Darla Kupsis left her job at St. Mary Medical Center in Hobart just before a “code white” warning was issued to workers on last Sunday afternoon.
While eastbound on County Road 700 North in Portage, Kupsis’ car got stuck in the swirling snowstorm that hit our region. The 51-year-old Valparaiso woman was following a snow plow, but it didn’t help. The plow got stuck, too, along with a few other hapless vehicles.
Minutes, then hours, passed by with no rescuers on the way. Instead, nearby residents on snowmobiles stopped to check on those stranded motorists.They brought them snacks and drinks.They even brought gasoline to one motorist whose car was on empty.
“My mom had her car phone so she could at least keep in touch with us,” said Alyse Kominakis of Valparaiso, Kupsis’ daughter.
Finally, after being stranded for nearly seven hours, a South Haven firefighter on a snowmobile transported Kupsis to a waiting rescue truck for a ride back to the fire station. There, she ate chili, warmed up and spent the night.
Kupsis arrived home Monday morning in fine condition and very appreciative of all the strangers who helped her during the ordeal. She suffered only mild frostbite from the snowmobile ride, and her car was unburied on Monday morning.
“It was a terrible situation but she was so happy with how everyone came together to help each other,” Kominakis said.
This was a common theme I heard again and again during the snowstorm and also on Monday, when the arctic blast hit our region. With temps well below zero, and a wind-chill factor of minus-35, some brave souls ventured outdoors to battle the harsh elements, including Jim Sommer.

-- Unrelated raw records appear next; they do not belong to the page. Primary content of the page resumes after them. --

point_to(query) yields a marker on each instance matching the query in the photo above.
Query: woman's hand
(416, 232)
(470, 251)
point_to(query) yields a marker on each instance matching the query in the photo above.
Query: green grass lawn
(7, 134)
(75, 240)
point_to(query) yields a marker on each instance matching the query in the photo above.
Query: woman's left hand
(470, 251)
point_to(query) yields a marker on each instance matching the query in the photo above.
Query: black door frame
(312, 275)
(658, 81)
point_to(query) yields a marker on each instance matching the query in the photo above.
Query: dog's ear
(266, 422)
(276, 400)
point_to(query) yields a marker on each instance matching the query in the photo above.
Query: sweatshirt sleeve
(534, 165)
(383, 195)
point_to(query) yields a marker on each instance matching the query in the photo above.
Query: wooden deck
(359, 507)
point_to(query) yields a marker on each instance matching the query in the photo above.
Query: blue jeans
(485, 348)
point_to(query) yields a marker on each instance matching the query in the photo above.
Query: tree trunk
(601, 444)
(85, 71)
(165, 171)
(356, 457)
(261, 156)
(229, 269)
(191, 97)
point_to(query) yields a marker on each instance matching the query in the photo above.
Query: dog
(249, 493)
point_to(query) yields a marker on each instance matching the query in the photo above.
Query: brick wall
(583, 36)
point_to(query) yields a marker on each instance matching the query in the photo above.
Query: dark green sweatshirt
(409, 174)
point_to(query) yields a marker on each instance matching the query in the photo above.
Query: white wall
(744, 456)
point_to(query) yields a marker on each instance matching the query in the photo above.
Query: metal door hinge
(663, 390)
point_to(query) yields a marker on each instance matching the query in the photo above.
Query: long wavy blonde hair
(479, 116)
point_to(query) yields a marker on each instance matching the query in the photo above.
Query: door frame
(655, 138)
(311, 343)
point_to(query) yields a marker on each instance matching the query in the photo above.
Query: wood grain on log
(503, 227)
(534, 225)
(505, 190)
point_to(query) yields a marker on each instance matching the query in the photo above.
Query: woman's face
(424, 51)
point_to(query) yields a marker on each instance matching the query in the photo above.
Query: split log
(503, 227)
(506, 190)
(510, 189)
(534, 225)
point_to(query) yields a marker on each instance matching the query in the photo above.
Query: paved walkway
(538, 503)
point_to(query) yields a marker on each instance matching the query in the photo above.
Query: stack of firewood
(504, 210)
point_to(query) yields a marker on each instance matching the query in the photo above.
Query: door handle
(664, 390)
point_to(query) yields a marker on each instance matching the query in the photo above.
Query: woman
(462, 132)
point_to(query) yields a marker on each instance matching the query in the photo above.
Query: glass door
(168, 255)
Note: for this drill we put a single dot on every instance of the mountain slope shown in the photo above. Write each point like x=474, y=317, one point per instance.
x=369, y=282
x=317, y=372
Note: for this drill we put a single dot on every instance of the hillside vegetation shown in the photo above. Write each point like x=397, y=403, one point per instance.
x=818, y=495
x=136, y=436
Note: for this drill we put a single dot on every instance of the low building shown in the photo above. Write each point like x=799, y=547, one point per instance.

I drove past the Valparaiso man on Calumet Avenue, just north of the city, as he operated a tractor to plow his 10-acre property.
“I’m trying to find room to put all this snow, but this wind is just brutal,” he told me.
Brutal or not, Sommer wasn’t the only region resident to risk frostbite, or worse, by leaving the cozy comforts of his home. Gary Goins of Valparaiso was standing in a peculiar spot – his rooftop.
“I’m shoveling off the heavy snow to get a little weight off the roof, and also to clear the vents to the attic,” he told me.
Valparaiso, like most cities in Northwest Indiana, looked as white as a ghost town. Porter County looked like it was dipped in marshmallow fluff by Mother Nature herself.
The roads were cleaner than I expected but only dotted with vehicles, most with plows. Most restaurants were closed, including a McDonald’s, which surely signals a “state of emergency,” if not the looming apocalypse.
Most stores, however, were surprisingly open, including Walgreens, CVS, Town and Country Market, Kmart and Wal-Mart, where I stocked up on daily necessities – fresh bread, Coke and cupcakes. Most gas stations were open, too.
I can’t remember the last time that such long stretches of I-80/94 and I-65 were both closed to traffic due to snow. But most other roads I used were very clean, considering the state of emergency that was issued.
Radio reports issued repeated warnings to “stay home” or risk your safety (and possible fines!), but I hadn’t been home since early Sunday afternoon. I had to return to get my car, shovel my driveway, and check on my home’s power and water pipes.
When I noted this seemingly suicidal trek on social media (wondering if U.S. 6 was passable), several people blasted me for being outdoors at all. I found this interesting, even amusing.
“Stay home means STAY HOME,” one reader told me.
“Do you really NEED to be outside today,” another reader commented.
Although I’m touched by the concern of others for my safety, and for public safety, I doubt this was the case. To them, I was violating societal rules, and possibly the law, compelling them to tell me in no uncertain terms.
Still, I had two deadlines on Monday: First, to return home and, second, to report on whatever I could find along the way for today’s column and my social media posts.
I was hoping to find a runner or two, squeezing in their daily run against all risks. But maybe they ran in the early morning as usual, dangerous temps be damned. I wouldn’t put it past them.
Finally, I want to give an early “Congratulations” to all those region couples who will become new parents in, oh, about nine months from now. Warm soup, hot chocolate and “Breaking Bad” reruns are all cozy and fun but, historically and eventually, other more primal pursuits come into play.